When you look closely at the ingredients in some of the foods you eat regularly (eg, certain condiments like bbq sauce) you might be consuming more sugar than you thought. You might be having too many late night snacks when you are not really hungry – it’s just wandering back into the kitchen looking for something to eat or drink. You might see that many of your meals lack enough protein to keep you satisfied until the next meal. You might notice that you are not drinking enough water. You might be mindlessly munching while you watch tv or work on the computer. You might not be eating enough when you body needs fuel.
Make a list of the things you would like to change. Next PICK ONE ITEM from the list. Yes just one. You will work on this item for 2 weeks. It might be you decide that you will not snack after 8pm. You might decide to drink at least 2 litres of water a day. You might decide to be particularly vigilant about including protein with every meal and snack. You might decide not to have alcoholic drinks at least 4 nights a week. Whatever it is – focus on that one thing until it becomes second nature. Depending on which item you choose it might take you more than 2 weeks to conquer. WRITE IT DOWN SOMEWHERE.

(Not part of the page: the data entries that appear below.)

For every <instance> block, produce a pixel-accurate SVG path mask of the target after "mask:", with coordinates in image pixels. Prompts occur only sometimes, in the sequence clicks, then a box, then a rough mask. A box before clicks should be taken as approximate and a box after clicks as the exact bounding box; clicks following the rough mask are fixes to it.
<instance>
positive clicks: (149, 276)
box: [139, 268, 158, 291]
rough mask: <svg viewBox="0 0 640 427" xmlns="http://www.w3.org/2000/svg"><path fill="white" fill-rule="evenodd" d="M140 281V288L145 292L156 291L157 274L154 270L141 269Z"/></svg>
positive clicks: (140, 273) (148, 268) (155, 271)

One habit at a time – it’s the way to go – try it and see. You are far more likely to succeed in making a permanent change that becomes part of the way you eat forever this way. Embarking on a very strict “diet” or regime aimed at all of the items on your list might be doable in the short term but long term it is doomed to fail. So pick one thing and get that right. It is likely to be change for the better that you can embrace well into the long life you have ahead.